Last December I flew to Vienna for some time of retreat. It is an ancestral place of the heart for me. Soon after I landed I developed symptoms of a blood clot and went to the emergency room. I was examined by the doctor who told me there were several tests they would run and I needed to stay in a wheelchair and not move about at all because the clot could move to my heart or brain and cause instant death.

I was there in a foreign hospital alone and for eight hours my wheelchair became my monastic cell, the place where I practiced full presence to my inner life as best as I could. I witnessed my mind move between different states: feeling terrified that I could die at any moment, feeling curious about how I experienced the possibility of dying sooner than I expected, noticing my internal responses to getting test results, having moments of deep peace, and of course, times when my mind would move to distractions as a way of avoiding the whole process.

It ended up being a profound experience for me and I was so grateful for monastic wisdom and contemplative practice to carry me through those dark moments. I am also profoundly grateful to be alive. In the months that have followed much of my sense of security and certainty about life and the ways I try to control things have been stripped away, which has been profoundly freeing. I was thrust to the edges of my threshold and by staying present have discovered a wide open landscape within me.

We don't need to travel long journeys to grow in the spiritual life. Wherever we are, we are called to stay in the monk's cell, which means to stay present to our experience. As a culture we rarely acknowledge the value of being uncomfortable. We strongly discourage people who are grieving to stay with their sadness, but instead tell them to "cheer up" or "move on" rather than explore what grief has to teach them. We are forever seeking the next thing to make us feel good.

So much of what passes for spirituality these days is about making us happy, about affirmations and having positive experiences. We engage in what Hafiz calls "teacup talk of God" where God is genteel and delicate. Sometimes we really need this; we need to remember that we are good and beautiful and whole just as we are.

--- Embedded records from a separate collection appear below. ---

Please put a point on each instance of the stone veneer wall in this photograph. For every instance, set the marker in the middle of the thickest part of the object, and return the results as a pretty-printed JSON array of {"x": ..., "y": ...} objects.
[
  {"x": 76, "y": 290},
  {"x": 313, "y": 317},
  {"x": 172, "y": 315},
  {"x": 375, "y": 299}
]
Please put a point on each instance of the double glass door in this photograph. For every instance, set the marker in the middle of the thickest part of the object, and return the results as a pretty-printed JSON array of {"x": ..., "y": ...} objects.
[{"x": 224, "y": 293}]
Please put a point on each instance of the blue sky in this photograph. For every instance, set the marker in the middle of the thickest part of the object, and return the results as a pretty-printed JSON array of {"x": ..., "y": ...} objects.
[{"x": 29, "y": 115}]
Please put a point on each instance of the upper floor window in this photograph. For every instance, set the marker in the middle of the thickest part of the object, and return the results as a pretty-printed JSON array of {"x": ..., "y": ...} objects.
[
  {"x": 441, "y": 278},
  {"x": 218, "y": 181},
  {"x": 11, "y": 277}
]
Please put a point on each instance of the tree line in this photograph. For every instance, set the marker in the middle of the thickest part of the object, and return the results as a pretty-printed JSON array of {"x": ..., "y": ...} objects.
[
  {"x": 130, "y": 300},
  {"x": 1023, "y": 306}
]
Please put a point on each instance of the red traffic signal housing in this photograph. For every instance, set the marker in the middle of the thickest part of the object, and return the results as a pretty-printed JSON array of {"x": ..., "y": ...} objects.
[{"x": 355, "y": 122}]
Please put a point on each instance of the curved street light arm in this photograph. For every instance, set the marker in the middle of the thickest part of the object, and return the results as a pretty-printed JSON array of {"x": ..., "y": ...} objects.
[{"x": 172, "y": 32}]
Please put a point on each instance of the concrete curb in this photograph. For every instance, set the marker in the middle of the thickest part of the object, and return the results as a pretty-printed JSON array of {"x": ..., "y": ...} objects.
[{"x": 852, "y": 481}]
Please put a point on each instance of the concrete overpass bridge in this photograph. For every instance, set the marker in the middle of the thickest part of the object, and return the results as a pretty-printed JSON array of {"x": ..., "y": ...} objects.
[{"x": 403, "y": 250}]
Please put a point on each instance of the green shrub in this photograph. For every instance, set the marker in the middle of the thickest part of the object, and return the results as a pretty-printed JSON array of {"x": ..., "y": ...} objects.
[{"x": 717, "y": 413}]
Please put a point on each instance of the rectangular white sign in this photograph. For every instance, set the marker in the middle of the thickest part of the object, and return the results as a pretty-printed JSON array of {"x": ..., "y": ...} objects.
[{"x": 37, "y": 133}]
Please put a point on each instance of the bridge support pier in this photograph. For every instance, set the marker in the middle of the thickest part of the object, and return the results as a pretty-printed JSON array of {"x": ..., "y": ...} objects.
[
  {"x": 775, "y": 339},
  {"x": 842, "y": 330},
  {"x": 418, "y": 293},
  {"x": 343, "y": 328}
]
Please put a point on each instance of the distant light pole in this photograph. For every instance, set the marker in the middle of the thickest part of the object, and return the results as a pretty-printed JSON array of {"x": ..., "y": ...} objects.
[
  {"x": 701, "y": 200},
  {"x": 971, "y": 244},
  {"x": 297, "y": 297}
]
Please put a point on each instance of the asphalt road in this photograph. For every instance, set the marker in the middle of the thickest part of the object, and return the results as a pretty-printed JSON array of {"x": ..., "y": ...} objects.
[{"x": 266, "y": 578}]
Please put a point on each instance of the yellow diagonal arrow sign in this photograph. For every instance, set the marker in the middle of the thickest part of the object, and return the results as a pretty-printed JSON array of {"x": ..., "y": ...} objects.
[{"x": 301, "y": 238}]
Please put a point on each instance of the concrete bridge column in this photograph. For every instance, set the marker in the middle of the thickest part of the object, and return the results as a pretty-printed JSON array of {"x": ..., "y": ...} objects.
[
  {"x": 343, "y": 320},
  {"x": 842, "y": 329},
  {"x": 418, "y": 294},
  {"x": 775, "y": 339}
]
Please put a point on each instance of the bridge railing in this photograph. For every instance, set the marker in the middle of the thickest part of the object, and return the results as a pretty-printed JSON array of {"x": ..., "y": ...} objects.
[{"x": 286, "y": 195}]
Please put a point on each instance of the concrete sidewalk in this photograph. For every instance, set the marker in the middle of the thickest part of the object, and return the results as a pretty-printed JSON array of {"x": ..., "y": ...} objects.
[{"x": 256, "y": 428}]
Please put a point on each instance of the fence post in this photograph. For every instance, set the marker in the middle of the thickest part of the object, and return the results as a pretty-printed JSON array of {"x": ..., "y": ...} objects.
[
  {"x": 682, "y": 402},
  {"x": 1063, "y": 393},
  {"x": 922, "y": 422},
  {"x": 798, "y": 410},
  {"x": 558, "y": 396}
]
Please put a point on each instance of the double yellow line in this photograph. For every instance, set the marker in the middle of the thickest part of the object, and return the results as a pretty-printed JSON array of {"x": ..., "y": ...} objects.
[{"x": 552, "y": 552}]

But sometimes, I would argue, we need to be uncomfortable. Sometimes we need to remember a God of wildness who calls us beyond our edges to a landscape where we might discover a passion and vitality we never knew we could experience. We may cultivate a freedom we have never known before because our fears become something to move toward rather than away from. Developing the capacity to endure and remain open to difficult feelings is part of the movement toward spiritual maturity.

In my own life I practice this daily through yin yoga and meditation, and by staying present to experiences life inevitably thrusts upon me, and seeking to dance at my own edges, to move toward the risky places. By staying present to the discomfort of life we grow in our resilience and our ability to recover from the deep wounds that life will offer us again and again. We grow in our compassion for ourselves, as we learn to embrace all of the vulnerable places within. And as we embrace these in ourselves, we grow in our compassion for one another. We grow in our ability to experience hesychia—that deep presence and peace—in the midst of life's messiness and uncertainty.